While some of the metaphors of the Bible don’t really communicate as well today,  this is one that perhaps has taken on new and a deeper meaning in the climate crisis we find ourselves in today.  We know how crucial that water is as a life source. As it runs through our land, we know how precious it is to our well being and how fragile our existence is without it.  I mean just think of your experience a couple months ago when we had the boil advisory for nearly 2 weeks. Trees planted by streams of water speak real truth and demonstrate very well today.

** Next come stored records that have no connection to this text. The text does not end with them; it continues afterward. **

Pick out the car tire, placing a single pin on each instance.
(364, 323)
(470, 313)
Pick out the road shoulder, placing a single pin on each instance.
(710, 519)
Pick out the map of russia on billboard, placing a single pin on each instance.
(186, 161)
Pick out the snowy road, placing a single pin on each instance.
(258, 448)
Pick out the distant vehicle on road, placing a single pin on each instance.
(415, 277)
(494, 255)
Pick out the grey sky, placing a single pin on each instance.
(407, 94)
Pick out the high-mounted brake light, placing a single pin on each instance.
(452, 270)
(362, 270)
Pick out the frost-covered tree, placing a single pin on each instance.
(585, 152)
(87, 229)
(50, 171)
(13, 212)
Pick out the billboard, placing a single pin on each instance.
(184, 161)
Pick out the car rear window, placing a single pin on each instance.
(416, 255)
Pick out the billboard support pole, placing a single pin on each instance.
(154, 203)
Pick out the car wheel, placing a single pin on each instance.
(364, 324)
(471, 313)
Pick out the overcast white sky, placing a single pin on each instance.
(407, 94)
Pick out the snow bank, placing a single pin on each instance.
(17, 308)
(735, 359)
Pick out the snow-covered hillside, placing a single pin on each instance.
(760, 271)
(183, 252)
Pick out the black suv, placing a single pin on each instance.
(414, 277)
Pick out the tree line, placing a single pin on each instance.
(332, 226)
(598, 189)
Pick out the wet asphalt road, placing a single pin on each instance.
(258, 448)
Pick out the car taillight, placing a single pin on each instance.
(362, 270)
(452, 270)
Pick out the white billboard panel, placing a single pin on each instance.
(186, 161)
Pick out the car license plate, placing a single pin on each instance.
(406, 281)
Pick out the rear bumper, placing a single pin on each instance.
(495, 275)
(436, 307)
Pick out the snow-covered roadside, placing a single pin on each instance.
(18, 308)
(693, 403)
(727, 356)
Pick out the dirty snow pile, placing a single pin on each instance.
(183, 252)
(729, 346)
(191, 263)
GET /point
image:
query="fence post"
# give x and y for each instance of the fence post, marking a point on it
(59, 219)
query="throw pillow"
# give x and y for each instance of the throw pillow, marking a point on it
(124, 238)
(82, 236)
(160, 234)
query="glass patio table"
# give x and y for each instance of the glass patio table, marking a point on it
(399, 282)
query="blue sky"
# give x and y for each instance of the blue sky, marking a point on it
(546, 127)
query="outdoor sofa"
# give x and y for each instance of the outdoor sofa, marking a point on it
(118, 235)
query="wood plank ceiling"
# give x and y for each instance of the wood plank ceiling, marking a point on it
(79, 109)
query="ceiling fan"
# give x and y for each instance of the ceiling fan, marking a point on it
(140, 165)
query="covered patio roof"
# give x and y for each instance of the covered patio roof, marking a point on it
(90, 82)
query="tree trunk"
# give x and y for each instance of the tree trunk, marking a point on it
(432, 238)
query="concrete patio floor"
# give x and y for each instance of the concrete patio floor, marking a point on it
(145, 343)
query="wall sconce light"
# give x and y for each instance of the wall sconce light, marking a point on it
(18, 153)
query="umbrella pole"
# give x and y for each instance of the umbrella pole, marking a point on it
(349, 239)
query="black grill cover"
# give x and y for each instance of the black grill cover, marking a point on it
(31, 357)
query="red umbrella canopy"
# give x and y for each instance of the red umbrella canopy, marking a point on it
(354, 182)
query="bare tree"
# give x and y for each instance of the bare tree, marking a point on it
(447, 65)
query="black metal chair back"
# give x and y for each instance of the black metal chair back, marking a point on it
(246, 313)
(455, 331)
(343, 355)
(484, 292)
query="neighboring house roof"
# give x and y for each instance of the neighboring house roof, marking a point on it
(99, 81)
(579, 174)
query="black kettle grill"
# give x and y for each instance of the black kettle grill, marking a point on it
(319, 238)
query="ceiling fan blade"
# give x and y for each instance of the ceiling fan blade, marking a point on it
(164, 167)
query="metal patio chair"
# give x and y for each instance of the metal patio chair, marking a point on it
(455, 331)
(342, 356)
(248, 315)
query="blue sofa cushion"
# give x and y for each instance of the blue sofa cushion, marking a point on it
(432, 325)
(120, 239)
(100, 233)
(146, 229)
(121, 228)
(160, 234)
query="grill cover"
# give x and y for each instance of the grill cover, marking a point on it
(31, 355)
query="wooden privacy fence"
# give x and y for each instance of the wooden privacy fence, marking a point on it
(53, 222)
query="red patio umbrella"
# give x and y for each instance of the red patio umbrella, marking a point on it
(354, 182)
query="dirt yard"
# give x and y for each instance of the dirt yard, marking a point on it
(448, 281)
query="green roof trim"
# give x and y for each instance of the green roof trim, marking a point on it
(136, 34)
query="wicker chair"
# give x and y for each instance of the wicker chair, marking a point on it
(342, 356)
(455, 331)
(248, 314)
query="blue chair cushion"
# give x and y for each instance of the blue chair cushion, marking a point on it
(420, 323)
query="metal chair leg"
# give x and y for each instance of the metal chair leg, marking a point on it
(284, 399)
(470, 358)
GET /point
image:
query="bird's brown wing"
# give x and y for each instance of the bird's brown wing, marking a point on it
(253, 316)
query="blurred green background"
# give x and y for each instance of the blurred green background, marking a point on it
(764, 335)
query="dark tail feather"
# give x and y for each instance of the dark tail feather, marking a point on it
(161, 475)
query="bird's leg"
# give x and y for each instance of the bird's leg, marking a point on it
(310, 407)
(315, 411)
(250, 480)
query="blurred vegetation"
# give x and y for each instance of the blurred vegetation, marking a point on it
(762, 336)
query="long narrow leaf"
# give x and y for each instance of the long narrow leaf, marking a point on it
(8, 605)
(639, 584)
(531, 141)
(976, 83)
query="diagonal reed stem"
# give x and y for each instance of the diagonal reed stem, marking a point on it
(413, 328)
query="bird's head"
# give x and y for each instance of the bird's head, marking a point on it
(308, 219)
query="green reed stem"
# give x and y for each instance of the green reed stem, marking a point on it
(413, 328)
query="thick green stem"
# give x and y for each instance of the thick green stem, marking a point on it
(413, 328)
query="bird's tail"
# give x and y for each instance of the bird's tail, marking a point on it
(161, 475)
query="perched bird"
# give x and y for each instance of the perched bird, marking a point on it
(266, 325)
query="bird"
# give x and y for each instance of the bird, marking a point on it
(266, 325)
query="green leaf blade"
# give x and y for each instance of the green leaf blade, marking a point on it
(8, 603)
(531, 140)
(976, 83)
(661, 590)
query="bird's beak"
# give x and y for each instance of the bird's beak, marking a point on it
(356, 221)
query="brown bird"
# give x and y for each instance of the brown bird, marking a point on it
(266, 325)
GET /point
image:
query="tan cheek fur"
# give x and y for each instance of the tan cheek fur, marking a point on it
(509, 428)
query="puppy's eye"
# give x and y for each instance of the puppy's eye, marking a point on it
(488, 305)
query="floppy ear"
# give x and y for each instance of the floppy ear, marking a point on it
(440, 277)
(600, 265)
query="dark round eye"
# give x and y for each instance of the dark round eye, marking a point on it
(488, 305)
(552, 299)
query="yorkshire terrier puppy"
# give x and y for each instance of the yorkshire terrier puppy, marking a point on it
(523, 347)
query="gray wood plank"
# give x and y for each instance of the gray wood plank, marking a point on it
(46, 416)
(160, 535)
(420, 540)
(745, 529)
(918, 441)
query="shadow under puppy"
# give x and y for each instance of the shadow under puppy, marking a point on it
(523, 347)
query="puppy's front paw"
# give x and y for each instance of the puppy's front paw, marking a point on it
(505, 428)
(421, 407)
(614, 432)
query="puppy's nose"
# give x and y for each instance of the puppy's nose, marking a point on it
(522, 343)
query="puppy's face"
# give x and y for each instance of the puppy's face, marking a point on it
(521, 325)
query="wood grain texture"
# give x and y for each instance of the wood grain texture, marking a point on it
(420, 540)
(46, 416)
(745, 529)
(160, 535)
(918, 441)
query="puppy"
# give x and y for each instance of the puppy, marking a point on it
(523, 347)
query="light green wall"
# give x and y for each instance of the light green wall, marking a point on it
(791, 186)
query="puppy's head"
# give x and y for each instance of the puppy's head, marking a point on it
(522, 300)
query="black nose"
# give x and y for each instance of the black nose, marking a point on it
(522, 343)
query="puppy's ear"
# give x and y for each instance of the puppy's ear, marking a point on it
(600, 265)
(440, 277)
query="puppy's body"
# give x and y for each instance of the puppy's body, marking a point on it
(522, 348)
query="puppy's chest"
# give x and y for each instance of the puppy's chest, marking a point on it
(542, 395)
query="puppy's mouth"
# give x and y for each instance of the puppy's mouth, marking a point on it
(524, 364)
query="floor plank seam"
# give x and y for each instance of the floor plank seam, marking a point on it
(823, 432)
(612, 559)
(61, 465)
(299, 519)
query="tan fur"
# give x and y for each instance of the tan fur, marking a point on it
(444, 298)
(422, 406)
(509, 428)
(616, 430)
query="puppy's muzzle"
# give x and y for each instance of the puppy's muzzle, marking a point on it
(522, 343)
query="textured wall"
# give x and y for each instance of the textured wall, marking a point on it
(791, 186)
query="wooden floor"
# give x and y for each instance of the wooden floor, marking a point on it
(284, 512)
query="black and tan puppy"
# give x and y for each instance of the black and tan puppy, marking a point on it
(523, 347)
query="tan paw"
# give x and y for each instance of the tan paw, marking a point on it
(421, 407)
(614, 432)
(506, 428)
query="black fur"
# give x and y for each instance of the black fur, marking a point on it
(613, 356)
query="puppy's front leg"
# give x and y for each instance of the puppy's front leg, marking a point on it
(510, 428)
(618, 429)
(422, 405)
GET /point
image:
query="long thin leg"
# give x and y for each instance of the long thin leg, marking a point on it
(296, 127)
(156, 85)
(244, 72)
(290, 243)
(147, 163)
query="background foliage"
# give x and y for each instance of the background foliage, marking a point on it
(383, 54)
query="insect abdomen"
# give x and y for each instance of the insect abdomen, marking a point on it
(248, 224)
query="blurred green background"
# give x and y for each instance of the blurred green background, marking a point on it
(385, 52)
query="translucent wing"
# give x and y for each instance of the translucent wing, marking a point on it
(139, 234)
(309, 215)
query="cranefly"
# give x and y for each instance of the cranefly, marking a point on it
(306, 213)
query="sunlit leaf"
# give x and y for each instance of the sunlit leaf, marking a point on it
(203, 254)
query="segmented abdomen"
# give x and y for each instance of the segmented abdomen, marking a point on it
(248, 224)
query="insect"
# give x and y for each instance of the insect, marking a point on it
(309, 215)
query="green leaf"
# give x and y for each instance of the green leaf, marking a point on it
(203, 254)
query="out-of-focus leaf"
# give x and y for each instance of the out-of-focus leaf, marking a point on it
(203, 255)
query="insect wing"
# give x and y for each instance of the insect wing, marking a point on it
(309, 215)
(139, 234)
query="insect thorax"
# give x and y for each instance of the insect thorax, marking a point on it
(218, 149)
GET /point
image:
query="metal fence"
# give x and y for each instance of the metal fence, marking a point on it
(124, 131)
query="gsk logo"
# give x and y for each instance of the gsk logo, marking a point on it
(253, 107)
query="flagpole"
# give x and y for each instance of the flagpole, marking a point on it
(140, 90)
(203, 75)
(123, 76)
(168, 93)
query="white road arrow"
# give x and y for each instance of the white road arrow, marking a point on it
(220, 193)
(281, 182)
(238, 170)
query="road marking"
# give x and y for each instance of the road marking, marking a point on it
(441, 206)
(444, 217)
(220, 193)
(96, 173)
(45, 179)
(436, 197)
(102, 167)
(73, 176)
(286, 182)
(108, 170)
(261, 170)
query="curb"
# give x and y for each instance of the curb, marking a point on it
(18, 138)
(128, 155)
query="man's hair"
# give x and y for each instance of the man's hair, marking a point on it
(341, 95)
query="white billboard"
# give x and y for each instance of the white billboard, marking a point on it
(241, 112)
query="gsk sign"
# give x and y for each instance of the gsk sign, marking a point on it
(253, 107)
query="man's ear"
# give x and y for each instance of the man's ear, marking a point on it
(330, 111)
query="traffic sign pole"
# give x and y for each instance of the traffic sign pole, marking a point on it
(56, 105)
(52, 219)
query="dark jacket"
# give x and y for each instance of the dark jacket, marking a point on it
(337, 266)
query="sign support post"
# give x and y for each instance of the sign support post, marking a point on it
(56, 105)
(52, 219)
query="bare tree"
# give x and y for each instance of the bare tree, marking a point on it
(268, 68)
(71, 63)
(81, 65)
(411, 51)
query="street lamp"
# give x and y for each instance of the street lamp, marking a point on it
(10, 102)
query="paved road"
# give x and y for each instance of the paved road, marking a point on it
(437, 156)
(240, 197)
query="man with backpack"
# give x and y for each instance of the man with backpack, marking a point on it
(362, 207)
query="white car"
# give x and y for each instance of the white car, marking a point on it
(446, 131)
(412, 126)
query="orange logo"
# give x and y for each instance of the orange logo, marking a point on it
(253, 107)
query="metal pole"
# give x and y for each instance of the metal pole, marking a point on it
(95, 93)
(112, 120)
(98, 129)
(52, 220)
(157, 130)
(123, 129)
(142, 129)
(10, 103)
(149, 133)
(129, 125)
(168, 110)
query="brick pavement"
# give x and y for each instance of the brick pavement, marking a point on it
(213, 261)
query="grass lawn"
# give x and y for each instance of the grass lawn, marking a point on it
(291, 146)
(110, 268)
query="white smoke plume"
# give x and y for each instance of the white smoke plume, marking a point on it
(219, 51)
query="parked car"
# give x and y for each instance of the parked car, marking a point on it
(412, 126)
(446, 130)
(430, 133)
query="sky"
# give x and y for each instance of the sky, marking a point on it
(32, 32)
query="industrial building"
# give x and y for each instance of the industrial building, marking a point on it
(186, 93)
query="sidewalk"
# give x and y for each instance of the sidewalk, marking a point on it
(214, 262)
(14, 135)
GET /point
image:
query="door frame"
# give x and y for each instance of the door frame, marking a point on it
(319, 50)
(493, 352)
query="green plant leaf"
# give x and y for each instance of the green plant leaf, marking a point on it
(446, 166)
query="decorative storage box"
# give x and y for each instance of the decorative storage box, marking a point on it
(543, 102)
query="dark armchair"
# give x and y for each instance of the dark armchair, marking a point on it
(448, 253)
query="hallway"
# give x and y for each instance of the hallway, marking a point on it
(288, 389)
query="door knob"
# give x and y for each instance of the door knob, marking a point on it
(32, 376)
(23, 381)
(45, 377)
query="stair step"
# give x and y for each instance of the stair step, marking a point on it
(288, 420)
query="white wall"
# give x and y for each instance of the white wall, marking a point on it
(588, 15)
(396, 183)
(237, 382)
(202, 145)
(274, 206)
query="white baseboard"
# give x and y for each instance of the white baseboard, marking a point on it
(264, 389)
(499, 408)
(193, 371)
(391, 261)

Many of us here know Sarah and Rodney Macias.  Sarah was an intern at UBC five years ago and was just recently ordained at a sister church in Dallas, Royal Lane.  A few years ago, she and her husband took a leap of faith and purchased an old property of farmland north of Dallas, in Van Alstyne, Texas.  It’s called Sister Grove Farm, and their intent with it is to be good stewards of the land and to be actively engaged in their community.

There are a few things that inform this way of being.  Sarah and Rodney have been deeply influenced by the work of Ched Meyers, who is an evangelist for watershed ownership and watershed theology.  If you ever meet him he will state his name and then immediately follow that by the watershed he lives in, like “I’m Stephanie Cooper and I live in the Williamson Creek watershed.”  

Even in the simple act of naming my watershed immediately reminds me that I am not alone in where I live.  I quickly think about the neighbors and neighborhoods around me that share this watershed who are rooted in the same water in which I am also rooted.  I think about the neighbors who have rain collection systems to ease the strain on our water usage, and those other neighbors who water their lawns too often.  And I think about neighbors who eat, drink and live in the creek. The immeasurable connectedness of recognizing a watershed reminds us that we are rooted. Not as one single tree as the picture on the front of the bulletin might suggest, but we are rooted in a place, as a community.

Sarah and Rodney are rooted in their place.  They are working to be good stewards of their land, their inheritance and their piece of their watershed.  They are also rooted in their community, knowing that the water we share connects us to those around us in very visceral ways. But Sarah and Rodney are also rooted in a deeper way.  They are rooted in this deep spirituality that flows below the surface of our world that causes them to do what some might call foolish.

So where are you planted?  Where are you rooted? Where are our roots as a church?  To what are we committed and what foolish things can we do to show our rootedness?

Years ago Apple released a commercial campaign called “Think Different”.  And over pictures of our history’s geniuses, Einstein, Muhammad Ali, Gandhi, Amelia Earhart.   The commercial plays this text:

“Here’s to the crazy ones. The misfits. The rebels. The troublemakers. The round pegs in the square holes. The ones who see things differently. They’re not fond of rules. And they have no respect for the status quo. You can quote them, disagree with them, glorify or vilify them. About the only thing you can’t do is ignore them. Because they change things. They push the human race forward. And while some may see them as the crazy ones, we see genius. Because the people who are crazy enough to think they can change the world, are the ones who do.”

What if we became a forest of crazy foolish ones, grounded, rooted in these deep waters of the spirit? What would it look like for us to be rooted and planted in the community where we are, to clean the water where we are, to plant seeds where we are, to even the scales where we are?  What would it look like to be foolish enough to have Christ’s compassion for our neighbors?

As the old spiritual sings, “Like a tree planted by the water, I shall not be moved.”